With the world incapacitated by COVID-19, the ableist adjective “crippling” has appeared again and again in news coverage, from the Globe and Mail to the New York Times. As we struggle to describe the destructive impacts of a highly contagious virus, we’ve fallen back on language that is not only out of date but deeply harmful.
As a disabled person, I’ve fended off the double entendres of words like “special” my whole life. A visible disability makes my body everybody else’s business. Once when leaving a public pool on a rare sunny morning, my day clouded over when a guy saw me limping to work and smirked. “Did you get kicked by a horse?”
His casual question is hardly surprising, since “lame” is a common descriptor for everything from an underwhelming movie to an unimpressive meal.
Pop culture and parliamentary debates move quickly, but the International Day of People with Disabilities on Dec. 3 offers an opportunity to pause and reflect on the power of shared experiences and the potential of political organizing.
For writer A. H. Reaume, disability is a political identity. Just as Reaume benefits from workplace accommodations that other disabled activists fought for, she “work[s] on expanding rights for disabled people in the future and fighting against ableism in the present.”
Ableist language equates disability with deficit, focuses on individual shortcomings rather than systemic failings and involves terms that historically entrenched segregation without regard for their origins. “Cripple” is only one example, but it has acted as a rallying point for decades as disabled people reclaim the term and give it new meaning.
In contrast to the dated usage of the diagnostic adjective, Reaume embraces the verb “crip” as “a way of inhabiting disability that seeks to undo ableist notions and undo cultural assumptions and undo structural inequalities.”
- ‘Let me drive the bus:’ People with disabilities want inclusive COVID-19 reconstruction
- Federal disability law must tackle more than just discrimination in employment
Another movement to reclaim derogatory language got its start in Toronto’s Parkdale neighbourhood and has since gone global. In 1993, community members organized the first Psychiatric Survivors’ Day. By 2002, the annual event changed its name to Mad Pride to centre the culture and history of people labelled with mental illnesses. Mad with a capital “M” remains an identity to celebrate and a means to fight stigma.
South of the border, Crip the Vote shows how reclaiming language can shift political priorities. Since 2016, the non-partisan campaign has brought together disabled voices on Twitter to discuss disability issues, increase voter engagement and encourage political candidates to consider the concerns of disabled people.
This approach became even more important as governments responded to the COVID-19 pandemic. As Crip the Vote organizer Alice Wong wrote, “In 2020, two aspects of my life have been politicized and thrust into the spotlight: ventilators and voting by mail.”
Whether celebrating Mad Pride or sharing hashtags, it’s only by articulating shared experiences that disabled people can come together and push for change. The movement calls on grassroots allies and government agencies to accept and adopt the language chosen by disabled communities.
“I don’t need your euphemisms and we don’t need erasure. What we need more than anything these days is visibility,” says Lawrence Carter-Long, director of communications at the Disability Rights Education and Defense Fund. If disability is not named, then there is no way to analyze the discrimination faced by people trying to access education, employment, housing, and healthcare.

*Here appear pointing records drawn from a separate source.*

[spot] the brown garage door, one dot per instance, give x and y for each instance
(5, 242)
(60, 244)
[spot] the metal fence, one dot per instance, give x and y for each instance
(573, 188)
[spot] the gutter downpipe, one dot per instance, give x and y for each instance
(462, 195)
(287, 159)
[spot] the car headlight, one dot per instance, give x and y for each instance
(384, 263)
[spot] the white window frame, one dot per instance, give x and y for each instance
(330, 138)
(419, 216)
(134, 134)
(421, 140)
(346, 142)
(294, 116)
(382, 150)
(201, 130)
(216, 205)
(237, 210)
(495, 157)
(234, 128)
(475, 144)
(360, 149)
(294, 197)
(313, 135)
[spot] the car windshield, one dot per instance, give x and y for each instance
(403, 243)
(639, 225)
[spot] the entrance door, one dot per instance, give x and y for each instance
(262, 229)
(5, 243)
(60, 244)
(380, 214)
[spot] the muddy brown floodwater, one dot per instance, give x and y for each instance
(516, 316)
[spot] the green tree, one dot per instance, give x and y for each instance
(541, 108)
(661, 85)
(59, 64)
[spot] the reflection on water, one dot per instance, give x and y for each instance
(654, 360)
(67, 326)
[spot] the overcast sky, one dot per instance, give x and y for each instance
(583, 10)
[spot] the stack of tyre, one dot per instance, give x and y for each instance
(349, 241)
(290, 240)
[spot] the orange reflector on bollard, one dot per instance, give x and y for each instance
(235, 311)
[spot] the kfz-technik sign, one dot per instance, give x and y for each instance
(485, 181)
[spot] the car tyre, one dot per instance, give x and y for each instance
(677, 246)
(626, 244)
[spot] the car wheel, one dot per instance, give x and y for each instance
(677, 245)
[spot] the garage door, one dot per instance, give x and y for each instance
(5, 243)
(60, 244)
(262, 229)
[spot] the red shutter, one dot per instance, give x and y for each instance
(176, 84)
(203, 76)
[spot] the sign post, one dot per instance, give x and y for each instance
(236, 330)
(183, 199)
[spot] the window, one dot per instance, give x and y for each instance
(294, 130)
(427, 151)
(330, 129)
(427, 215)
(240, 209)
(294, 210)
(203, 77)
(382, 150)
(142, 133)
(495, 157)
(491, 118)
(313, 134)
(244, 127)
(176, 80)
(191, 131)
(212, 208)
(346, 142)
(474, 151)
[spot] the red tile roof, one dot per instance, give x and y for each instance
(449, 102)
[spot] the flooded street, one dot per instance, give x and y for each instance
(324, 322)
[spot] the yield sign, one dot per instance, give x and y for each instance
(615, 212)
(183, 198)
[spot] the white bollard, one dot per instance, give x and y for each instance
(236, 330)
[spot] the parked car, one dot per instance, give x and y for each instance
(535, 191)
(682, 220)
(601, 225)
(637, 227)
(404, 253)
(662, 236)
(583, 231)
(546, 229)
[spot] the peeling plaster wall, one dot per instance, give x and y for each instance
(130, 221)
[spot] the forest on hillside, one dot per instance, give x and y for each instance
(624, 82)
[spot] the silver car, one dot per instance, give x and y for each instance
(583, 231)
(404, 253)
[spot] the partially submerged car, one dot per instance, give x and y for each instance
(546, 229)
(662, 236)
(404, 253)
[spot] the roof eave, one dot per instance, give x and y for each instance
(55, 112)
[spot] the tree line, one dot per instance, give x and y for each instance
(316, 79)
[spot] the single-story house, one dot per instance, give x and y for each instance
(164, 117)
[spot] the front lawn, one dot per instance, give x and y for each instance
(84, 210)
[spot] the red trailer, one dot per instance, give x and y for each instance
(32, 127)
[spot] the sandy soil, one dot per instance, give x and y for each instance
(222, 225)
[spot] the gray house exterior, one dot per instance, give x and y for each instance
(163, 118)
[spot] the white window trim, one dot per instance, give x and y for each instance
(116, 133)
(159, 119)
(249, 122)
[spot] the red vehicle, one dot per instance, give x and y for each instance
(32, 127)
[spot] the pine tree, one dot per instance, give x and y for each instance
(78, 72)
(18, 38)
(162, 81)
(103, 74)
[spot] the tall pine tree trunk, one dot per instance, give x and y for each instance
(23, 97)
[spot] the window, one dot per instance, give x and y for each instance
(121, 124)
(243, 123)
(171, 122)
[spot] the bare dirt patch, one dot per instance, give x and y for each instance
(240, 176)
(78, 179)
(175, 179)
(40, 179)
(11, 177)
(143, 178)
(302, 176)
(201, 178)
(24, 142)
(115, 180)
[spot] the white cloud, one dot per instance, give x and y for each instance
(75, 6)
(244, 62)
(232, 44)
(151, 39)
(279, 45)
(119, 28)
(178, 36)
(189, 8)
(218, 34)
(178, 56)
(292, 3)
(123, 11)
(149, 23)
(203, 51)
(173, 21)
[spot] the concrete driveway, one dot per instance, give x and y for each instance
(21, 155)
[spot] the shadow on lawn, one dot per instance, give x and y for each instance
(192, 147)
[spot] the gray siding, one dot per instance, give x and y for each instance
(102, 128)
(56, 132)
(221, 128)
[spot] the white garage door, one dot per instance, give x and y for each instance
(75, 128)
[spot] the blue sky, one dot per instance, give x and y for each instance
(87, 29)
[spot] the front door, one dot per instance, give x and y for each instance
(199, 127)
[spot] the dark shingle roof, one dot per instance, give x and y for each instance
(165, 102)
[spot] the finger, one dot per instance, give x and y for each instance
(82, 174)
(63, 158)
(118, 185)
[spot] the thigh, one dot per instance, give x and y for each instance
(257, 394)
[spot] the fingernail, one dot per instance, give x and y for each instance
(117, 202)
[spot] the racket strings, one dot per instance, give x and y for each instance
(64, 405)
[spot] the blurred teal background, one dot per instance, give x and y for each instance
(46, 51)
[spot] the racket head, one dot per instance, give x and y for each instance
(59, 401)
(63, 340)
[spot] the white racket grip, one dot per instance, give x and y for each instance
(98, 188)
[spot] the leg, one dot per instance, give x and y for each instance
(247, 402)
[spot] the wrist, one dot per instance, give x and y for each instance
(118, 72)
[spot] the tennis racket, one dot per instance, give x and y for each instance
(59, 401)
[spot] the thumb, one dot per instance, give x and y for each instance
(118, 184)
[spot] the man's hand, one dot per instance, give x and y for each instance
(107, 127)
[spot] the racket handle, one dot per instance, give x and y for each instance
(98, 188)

Neil Belanger agrees that disability is too often overlooked. Drawing on his experience as executive director of the British Columbia Aboriginal Network on Disability Society (BCANDS), he says, “We find that a disability lens is lacking in most policies, in most procedures, in most legislation.”
Raising the profile of disability issues for all governments, including the leadership of Indigenous communities, is why BCANDS created Indigenous Disability Awareness Month. For Belanger, events throughout the month of November are a chance to “demonstrate the overwhelming capacity, resilience and contributions that Indigenous people bring to every community across Canada.”
BCANDS is uniquely positioned to work with Indigenous communities already combatting the impacts of colonialism and integrate disability supports alongside other urgent needs. Belanger explains that for Indigenous people trying to access services, “you go through often very harsh, harsh realities of the past, and that could be residential school or it could be abuse … to reaffirm your disability.”
Because navigating bureaucratic requirements often compounds trauma, tackling ableism demands more than just changing language. Reaume sees a direct link between language that sets disabled people apart and systems that perpetuate oppression. In the case of people who are Mad, Reaume points to the “carceral systems of mental healthcare [that] take away agency from people who are experiencing mental health issues.”
Similarly, for Carter-Long, “whether it’s employment discrimination or danger to our very lives because of police violence or assisted suicide, all of those things are real.”
Ensuring that disabled people provide input on everything from local priorities to national strategies means asking more questions. As Belanger says, “If there’s new infrastructure coming in, how are you ensuring universal design?”
Disabled communities are ready to lead conversations about what an equitable COVID recovery looks like. People must “dare to ask those tough questions and think about what the answers might mean before we open our mouths or put it to paper,” says Carter-Long.